Lancement du projet de recherche sur les punaises IMPULsE, par Thibaut Verfaille

Thibaut Verfaille est basé à Pont Saint Martin (44), l’antenne nantaise de Koppert. Il assure une mission de développement pour l’entreprise sur la thématique macro-organismes avec des actions ponctuelles définies également sur les micro-organismes et les biostimulants. Interlocuteur privilégié des organismes technico-scientifiques français et européens, il est impliqué dans de nombreux projets de recherche appliquée de type collaboratif (PETAAL, SAVEBUXUS, RHIZODIA…). Il est également fréquemment appelé à s’investir sur le terrain auprès de notre réseau de conseillers, pour adapter les nouvelles stratégies de biocontrôle chez les producteurs.


Pouvez-vous nous présenter ce nouveau projet de recherche sur les punaises ?

TV : Ce projet baptisé IMPULsE (développement et Intégration de Méthodes innovantes pour la maîtrise des PUnaises en cultures LEgumières) vise à travailler sur la maitrise des punaises phytophages (Pentatomidae et Miridae) en cultures légumières sous abri et plein champ. Les punaises sont devenues un problème majeur depuis quelques années sur de nombreuses cultures (aubergines, tomates, fraises, concombres, choux…). Ravageurs secondaires à l’origine, elles sont maintenant bien présentes et il ne faut pas les négliger sur le terrain. Elles fragilisent souvent les stratégies globales de Protection Biologique Intégrée (PBI).
Ainsi, nous allons travailler sur 5 cibles et sur 3 cultures modèles (aubergine, tomate, chou). Nos suivis porteront sur Nezara viridula, Lygus spp, Nesidiocoris tenuis, Halyomorpha halys et Eurydema sp. Le démarrage de ce projet CASDAR/AFB (Agence Française pour la biodiversité) vient de débuter et se poursuivra jusqu’en 2020. Un suivi rigoureux et régulier va être réalisé par les différents partenaires chez des producteurs et en stations.

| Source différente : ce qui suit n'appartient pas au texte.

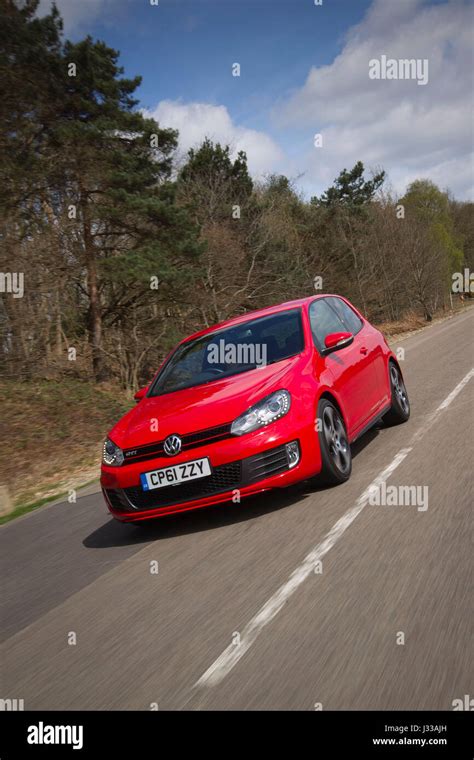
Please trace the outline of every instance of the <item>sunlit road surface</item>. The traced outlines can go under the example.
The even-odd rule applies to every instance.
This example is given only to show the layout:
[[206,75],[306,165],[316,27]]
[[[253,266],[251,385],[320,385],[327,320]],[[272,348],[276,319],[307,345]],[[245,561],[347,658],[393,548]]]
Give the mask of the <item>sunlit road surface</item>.
[[[95,493],[1,528],[0,697],[449,710],[472,694],[473,335],[471,309],[394,345],[411,419],[357,443],[342,486],[149,531],[113,521]],[[374,483],[423,501],[371,504]]]

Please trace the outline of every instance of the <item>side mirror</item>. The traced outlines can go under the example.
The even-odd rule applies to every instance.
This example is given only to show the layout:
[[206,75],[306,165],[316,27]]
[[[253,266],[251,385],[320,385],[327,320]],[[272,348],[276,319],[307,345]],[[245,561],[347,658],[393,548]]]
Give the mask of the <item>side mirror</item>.
[[147,392],[148,388],[149,388],[149,386],[147,385],[145,388],[140,388],[140,390],[135,393],[135,395],[134,395],[133,398],[135,399],[135,401],[137,403],[138,403],[138,401],[141,401],[142,398],[144,398],[146,396],[146,392]]
[[350,346],[354,341],[354,336],[350,332],[329,333],[324,339],[325,349],[323,354],[331,354],[333,351],[339,351],[340,348]]

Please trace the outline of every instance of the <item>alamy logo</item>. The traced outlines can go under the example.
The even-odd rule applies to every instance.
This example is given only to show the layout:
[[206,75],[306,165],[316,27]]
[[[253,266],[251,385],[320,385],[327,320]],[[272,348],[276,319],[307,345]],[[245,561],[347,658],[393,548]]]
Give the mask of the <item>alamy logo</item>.
[[453,699],[452,705],[455,712],[458,710],[474,711],[474,699],[469,694],[465,694],[464,699]]
[[369,79],[416,79],[417,84],[428,84],[427,58],[372,58],[369,61]]
[[23,298],[24,281],[23,272],[0,272],[0,293],[11,293],[13,298]]
[[454,272],[452,280],[451,289],[453,293],[474,293],[474,272],[471,272],[467,267],[464,272]]
[[50,726],[42,721],[28,726],[28,744],[71,744],[73,749],[83,747],[84,726]]
[[207,347],[209,364],[243,364],[264,367],[267,363],[266,343],[226,343],[223,338]]
[[24,709],[24,699],[0,699],[0,712],[16,712]]
[[428,486],[372,486],[369,492],[371,506],[417,507],[418,512],[428,509]]

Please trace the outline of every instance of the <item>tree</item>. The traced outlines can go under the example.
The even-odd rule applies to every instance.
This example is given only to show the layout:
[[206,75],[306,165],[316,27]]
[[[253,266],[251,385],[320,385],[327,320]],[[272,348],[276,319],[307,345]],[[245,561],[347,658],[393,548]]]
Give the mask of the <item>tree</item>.
[[61,105],[62,21],[55,6],[35,18],[39,0],[0,0],[0,204],[28,201],[44,174],[48,130]]
[[412,182],[400,203],[412,228],[409,262],[415,298],[431,321],[440,298],[449,294],[451,299],[451,275],[461,267],[462,242],[454,231],[449,195],[430,180]]
[[384,171],[375,174],[371,180],[364,179],[364,164],[358,161],[350,171],[343,169],[321,198],[312,198],[311,202],[321,206],[343,205],[354,209],[369,203],[384,181]]
[[65,77],[66,99],[54,132],[69,200],[79,208],[98,380],[104,376],[101,294],[108,283],[114,284],[108,313],[116,317],[145,296],[147,278],[173,280],[176,259],[199,252],[197,230],[175,204],[170,183],[177,134],[135,109],[140,78],[122,78],[117,60],[116,51],[89,37],[66,43],[64,63],[74,64],[76,74]]
[[[454,232],[463,249],[463,266],[474,272],[474,203],[450,200]],[[472,298],[473,294],[467,294]]]
[[[0,58],[8,113],[20,125],[16,130],[11,116],[4,116],[5,150],[12,148],[10,208],[16,209],[17,238],[25,238],[20,222],[28,213],[53,241],[52,268],[67,267],[76,282],[87,312],[94,377],[102,380],[104,317],[123,324],[132,304],[156,300],[151,276],[162,281],[160,297],[166,297],[167,284],[176,292],[186,262],[201,246],[197,228],[175,203],[177,133],[137,110],[140,77],[124,78],[119,54],[103,42],[87,37],[60,43],[57,11],[38,20],[36,7],[30,1],[20,11],[7,0],[9,31],[21,43],[19,50],[16,42],[6,43]],[[17,61],[29,85],[15,94],[11,68]],[[36,68],[43,65],[53,86]]]
[[355,302],[367,312],[367,288],[375,278],[373,257],[367,245],[371,217],[368,213],[375,193],[385,180],[380,171],[371,180],[364,178],[364,165],[358,161],[343,169],[322,196],[312,198],[312,205],[326,215],[326,236],[333,252],[339,281],[355,281]]
[[228,145],[206,138],[199,148],[189,150],[178,188],[200,223],[229,218],[232,208],[245,204],[252,193],[247,156],[239,151],[232,159]]

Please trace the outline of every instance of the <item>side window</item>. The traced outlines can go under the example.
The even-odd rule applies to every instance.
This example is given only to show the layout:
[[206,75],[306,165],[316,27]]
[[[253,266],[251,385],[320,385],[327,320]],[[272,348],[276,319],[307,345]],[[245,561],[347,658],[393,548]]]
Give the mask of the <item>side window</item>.
[[347,328],[340,320],[334,309],[331,309],[328,303],[329,299],[320,298],[313,301],[309,307],[309,319],[311,323],[311,332],[313,333],[316,348],[319,351],[324,349],[324,339],[326,335],[334,332],[346,332]]
[[353,335],[357,335],[359,330],[362,329],[362,322],[355,311],[353,311],[345,301],[341,301],[340,298],[328,298],[328,303],[331,304],[334,311],[337,313],[337,316],[343,323],[345,329]]

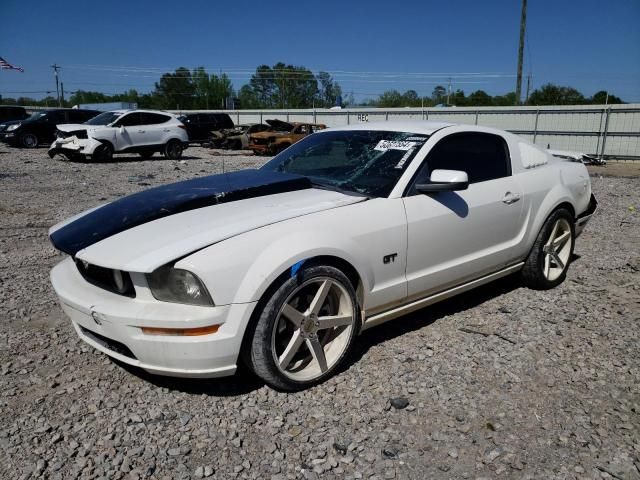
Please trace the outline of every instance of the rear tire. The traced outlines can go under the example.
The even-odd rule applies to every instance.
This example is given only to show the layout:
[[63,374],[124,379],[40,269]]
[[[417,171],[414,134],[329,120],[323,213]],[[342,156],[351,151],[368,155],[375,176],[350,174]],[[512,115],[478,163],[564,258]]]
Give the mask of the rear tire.
[[279,390],[301,390],[333,375],[360,329],[353,285],[332,266],[303,267],[281,278],[258,305],[242,353],[249,368]]
[[571,213],[559,208],[544,222],[538,238],[520,271],[523,283],[536,290],[548,290],[567,276],[575,244]]
[[39,145],[38,136],[33,133],[20,135],[20,145],[24,148],[36,148]]
[[153,154],[155,152],[140,152],[139,155],[142,157],[143,160],[149,160],[151,157],[153,157]]
[[109,143],[103,143],[96,147],[92,158],[98,162],[110,162],[113,159],[113,147]]
[[178,160],[182,157],[182,143],[178,140],[169,140],[164,146],[164,156],[171,160]]

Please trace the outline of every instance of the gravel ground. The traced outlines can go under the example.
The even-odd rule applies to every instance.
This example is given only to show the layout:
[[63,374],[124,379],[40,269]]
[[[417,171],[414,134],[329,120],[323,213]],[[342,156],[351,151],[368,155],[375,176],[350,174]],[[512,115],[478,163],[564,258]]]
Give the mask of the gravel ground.
[[93,165],[0,146],[1,478],[640,478],[637,178],[592,169],[600,209],[560,287],[507,278],[374,328],[337,376],[284,394],[114,363],[55,301],[49,226],[256,164],[187,154]]

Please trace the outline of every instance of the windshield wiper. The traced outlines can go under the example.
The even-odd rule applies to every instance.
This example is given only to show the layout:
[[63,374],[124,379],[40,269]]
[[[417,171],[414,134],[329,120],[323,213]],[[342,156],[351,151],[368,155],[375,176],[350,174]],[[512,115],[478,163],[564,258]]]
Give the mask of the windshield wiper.
[[[309,178],[309,177],[307,177]],[[318,182],[317,180],[312,180],[311,178],[309,178],[309,180],[311,180],[311,185],[316,187],[316,188],[320,188],[322,190],[330,190],[332,192],[339,192],[339,193],[344,193],[345,195],[352,195],[354,197],[364,197],[367,199],[370,199],[371,197],[369,195],[365,195],[364,193],[360,193],[360,192],[355,192],[353,190],[345,190],[344,188],[340,188],[337,187],[335,185],[327,185],[326,183],[321,183]]]

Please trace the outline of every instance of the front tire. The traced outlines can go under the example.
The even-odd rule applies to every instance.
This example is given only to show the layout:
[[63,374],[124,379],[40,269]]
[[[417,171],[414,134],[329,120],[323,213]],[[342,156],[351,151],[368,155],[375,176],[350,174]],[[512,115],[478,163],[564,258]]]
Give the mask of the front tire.
[[182,143],[178,140],[169,140],[164,146],[164,156],[171,160],[178,160],[182,157]]
[[149,160],[151,157],[153,157],[153,153],[154,152],[140,152],[138,155],[140,155],[143,160]]
[[98,162],[110,162],[113,159],[113,147],[108,143],[96,147],[92,158]]
[[533,244],[520,272],[524,284],[536,290],[561,284],[567,276],[574,244],[573,217],[560,208],[549,215]]
[[24,148],[36,148],[39,145],[38,136],[33,133],[20,135],[20,145]]
[[354,287],[331,266],[303,268],[281,279],[259,315],[247,363],[267,384],[285,391],[331,376],[360,328]]

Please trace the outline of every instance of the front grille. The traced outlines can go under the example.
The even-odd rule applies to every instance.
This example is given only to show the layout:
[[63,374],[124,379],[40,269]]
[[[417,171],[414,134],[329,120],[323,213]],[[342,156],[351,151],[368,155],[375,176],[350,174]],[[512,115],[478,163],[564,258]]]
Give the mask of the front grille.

Qui sont les acteurs de ce projet ?

TV : Le porteur du projet est le CTIFL (Balandran). L’INRA Sophia-Antipolis, le Centre de Biologie pour la Gestion des Populations (CBGP), l’INRA de Montpellier), le GRAB, l’APREL, INVENIO, les chambres d’agriculture du Lot et Garonne et des Bouches du Rhône, les Lycées agricoles d’Avignon et de Sainte Livrade, ainsi que KOPPERT constituent l’équipe qui va prendre en main ce vaste sujet pendant 3 ans.

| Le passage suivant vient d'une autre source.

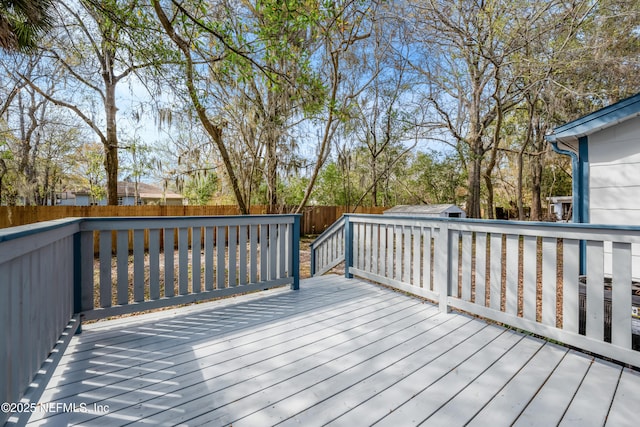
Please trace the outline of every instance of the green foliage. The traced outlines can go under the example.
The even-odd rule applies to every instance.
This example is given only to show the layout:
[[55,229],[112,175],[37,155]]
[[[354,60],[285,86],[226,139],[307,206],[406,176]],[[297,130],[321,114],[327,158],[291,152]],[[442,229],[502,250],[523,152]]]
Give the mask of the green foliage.
[[313,204],[325,206],[344,206],[348,204],[345,185],[345,177],[336,163],[327,163],[318,176],[313,191]]
[[182,195],[190,205],[207,205],[218,190],[218,177],[214,173],[200,174],[186,180]]
[[0,0],[0,48],[33,51],[51,28],[52,0]]

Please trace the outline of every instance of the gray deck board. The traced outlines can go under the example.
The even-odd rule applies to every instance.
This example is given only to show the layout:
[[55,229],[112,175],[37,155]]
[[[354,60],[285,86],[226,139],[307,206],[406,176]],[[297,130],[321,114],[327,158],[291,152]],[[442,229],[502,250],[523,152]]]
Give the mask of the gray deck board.
[[640,390],[636,371],[332,275],[83,329],[40,402],[87,410],[30,425],[619,426]]

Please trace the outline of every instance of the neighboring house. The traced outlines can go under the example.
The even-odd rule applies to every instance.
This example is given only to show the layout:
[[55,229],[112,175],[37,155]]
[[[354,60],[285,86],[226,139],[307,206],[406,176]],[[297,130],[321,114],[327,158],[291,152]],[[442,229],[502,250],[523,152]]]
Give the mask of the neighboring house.
[[398,205],[384,211],[385,215],[417,215],[442,218],[465,218],[465,212],[456,205]]
[[[182,206],[186,199],[171,191],[163,191],[153,185],[138,183],[138,197],[136,198],[136,188],[133,182],[118,182],[118,205],[167,205]],[[91,204],[105,206],[106,199],[91,203],[91,196],[87,190],[66,191],[57,196],[59,206],[89,206]]]
[[[554,129],[547,140],[573,159],[573,222],[640,225],[640,93]],[[633,270],[640,277],[640,256]]]

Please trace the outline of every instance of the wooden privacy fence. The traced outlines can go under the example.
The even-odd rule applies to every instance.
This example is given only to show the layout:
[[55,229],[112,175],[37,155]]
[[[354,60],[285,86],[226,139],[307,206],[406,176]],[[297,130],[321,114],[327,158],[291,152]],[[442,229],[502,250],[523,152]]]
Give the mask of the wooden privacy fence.
[[311,274],[359,276],[640,366],[640,227],[345,215]]
[[[355,212],[381,214],[386,207],[358,207]],[[269,212],[266,205],[255,205],[250,209],[253,215],[287,213],[291,209],[282,208]],[[348,206],[307,206],[302,211],[301,233],[320,234],[341,215],[353,211]],[[237,206],[0,206],[0,228],[15,227],[62,218],[92,218],[117,216],[219,216],[239,215]]]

Quels sont les objectifs précis et les stratégies qui vont être mises en place et testées ?

TV : On peut souligner 4 actions majeures IMPULsE:
1 - Amélioration des connaissances sur la biologie des punaises et leurs dégâts. Mieux connaitre est un fondement essentiel pour protéger la plante dans le respect des équilibres naturels.
2 – Recherche de nouvelles solutions basées notamment sur des lâchers d’auxiliaires indigènes, l’utilisation d’autres produits de biocontrôle et une gestion agro-écologique de par l’utilisation de plantes pièges et de plantes relais.
3 - Acquérir des références technico-économiques précises sur des combinaisons de techniques de protection (prophylaxie, monitoring  phéromonal et chromo-attractif, filets, auxiliaires indigènes, gestion agro-écologique…). L’idée est de combiner et intégrer les méthodes évaluées aux stratégies de protection en AB et en protection intégrée dans un contexte technico-économique viable
4 – Valoriser et assurer le transfert des résultats obtenus et des références acquises.


Pour quelle raison Koppert adhère-t-elle à IMPULsE ?

TV : La démarche collaborative IMPULsE est un engagement fort pour faire émerger des solutions concrètes et fonctionnelles sur le terrain contre les punaises phytophages. Nous avons de très nombreux retours chaque année et les punaises phytophages sont devenues un gros challenge pour la PBI sur de nombreuses cultures pour les producteurs, c’est pourquoi il est indispensable de rééquilibrer la situation.
Concrètement, pour cette année, Koppert se positionne sur des suivis de populations et d’évaluations de dégâts sur aubergine et sur tomate en Loire Atlantique, Lot et Garonne et dans le Sud-Est.